Office Hours: On Leave
Ph.D, Northwestern University
Teaching and Research Interests
Empire; Race, Class, Gender; Modern Britain
Alexandra Lindgren-Gibson is a historian of modern Britain and empire. She received her BA from Lawrence University, her MA in History with a specialization in Public History from Arizona State University, and her PhD from Northwestern University (2016). Her research interests are located at the intersection of histories of the British colonial world, class formation, family history, and the histories of race, gender, and sexuality.

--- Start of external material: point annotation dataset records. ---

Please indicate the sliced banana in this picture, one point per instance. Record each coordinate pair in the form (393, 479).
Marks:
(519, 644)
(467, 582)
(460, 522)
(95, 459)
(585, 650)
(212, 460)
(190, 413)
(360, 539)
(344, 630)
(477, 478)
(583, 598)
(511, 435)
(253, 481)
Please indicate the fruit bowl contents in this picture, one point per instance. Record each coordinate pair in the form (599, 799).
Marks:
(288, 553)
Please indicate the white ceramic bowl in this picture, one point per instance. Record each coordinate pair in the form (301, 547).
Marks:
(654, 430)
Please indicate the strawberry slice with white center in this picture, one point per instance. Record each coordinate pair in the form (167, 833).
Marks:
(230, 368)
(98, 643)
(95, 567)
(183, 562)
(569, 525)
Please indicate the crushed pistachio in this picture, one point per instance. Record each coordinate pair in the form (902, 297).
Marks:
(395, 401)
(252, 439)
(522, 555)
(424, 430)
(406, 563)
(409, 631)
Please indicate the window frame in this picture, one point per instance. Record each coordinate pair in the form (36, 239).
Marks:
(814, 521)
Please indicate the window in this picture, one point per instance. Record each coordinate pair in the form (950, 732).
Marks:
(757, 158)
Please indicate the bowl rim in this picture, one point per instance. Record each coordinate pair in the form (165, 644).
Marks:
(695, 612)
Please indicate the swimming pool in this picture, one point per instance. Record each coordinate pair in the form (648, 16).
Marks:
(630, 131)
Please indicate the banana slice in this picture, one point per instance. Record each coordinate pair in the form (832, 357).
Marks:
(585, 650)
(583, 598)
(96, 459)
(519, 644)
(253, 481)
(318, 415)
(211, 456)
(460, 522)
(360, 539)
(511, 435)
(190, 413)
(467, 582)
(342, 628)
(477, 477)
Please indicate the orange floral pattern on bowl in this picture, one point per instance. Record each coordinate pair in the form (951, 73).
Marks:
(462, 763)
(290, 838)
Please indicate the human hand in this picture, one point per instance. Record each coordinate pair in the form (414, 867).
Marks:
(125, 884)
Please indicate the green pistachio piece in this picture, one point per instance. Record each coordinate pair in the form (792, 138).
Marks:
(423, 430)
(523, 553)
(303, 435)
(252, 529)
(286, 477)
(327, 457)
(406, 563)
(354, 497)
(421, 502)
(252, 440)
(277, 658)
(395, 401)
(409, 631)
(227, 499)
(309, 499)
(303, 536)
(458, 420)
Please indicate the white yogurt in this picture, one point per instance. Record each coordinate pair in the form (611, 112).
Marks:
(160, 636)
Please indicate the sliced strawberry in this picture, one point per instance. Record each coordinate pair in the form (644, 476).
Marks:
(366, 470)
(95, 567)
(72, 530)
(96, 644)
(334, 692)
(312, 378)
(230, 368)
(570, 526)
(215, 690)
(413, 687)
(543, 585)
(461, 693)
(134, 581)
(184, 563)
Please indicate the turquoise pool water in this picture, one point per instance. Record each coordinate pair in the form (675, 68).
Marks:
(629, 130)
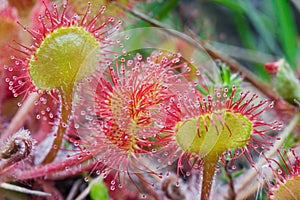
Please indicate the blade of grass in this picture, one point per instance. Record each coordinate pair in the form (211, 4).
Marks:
(286, 30)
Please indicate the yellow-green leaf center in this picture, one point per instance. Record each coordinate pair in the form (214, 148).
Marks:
(213, 133)
(66, 55)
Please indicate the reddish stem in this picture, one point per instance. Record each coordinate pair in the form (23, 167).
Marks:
(209, 168)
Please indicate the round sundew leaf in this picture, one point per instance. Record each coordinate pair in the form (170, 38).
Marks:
(213, 133)
(66, 55)
(288, 190)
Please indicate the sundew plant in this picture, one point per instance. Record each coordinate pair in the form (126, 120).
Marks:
(149, 99)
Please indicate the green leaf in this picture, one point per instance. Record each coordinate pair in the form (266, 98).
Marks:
(232, 5)
(99, 191)
(286, 30)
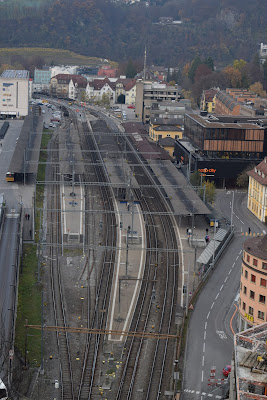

Her book project, Working-Class Raj: Making a British Imperial Nonelite, reframes British working-class history as part of global history, asking what happened to working-class men and women when they left Britain and travelled to India, where their social worlds were upended by the disruptive addition of race to seemingly unshakeable British social hierarchies. The book makes two key interventions: first, it delves into the experiences of these working-class men and women in their own words, drawing on a diverse collection of letters and diaries which allow us to hear directly from these people for the first time. Working-class Britons in India enjoyed enormous privilege, reliant on native Indian labor and living, as one put it, “like gentlemen.” But within the hierarchies of the Army and the railyard they remained working class, a potentially disruptive population that needed to be contained. The class confusion that resulted shows up in the writings of these men and women and in the records of charitable organizations, the British Army, and the Government of India. Second, Working-Class Raj argues that the history of the British working class cannot be fully understood if the imperial part of the story is left out. Working in India and other parts of the empire, emigrating to settler colonies, often returning to Britain, all the while attempting to maintain family ties across imperial distances—the British working class in the nineteenth century was a globalized population. Understood in this framework, the story of the British working class in India becomes part of the larger history of mass movements of people and cultures around the globe in the nineteenth and twentieth centuries.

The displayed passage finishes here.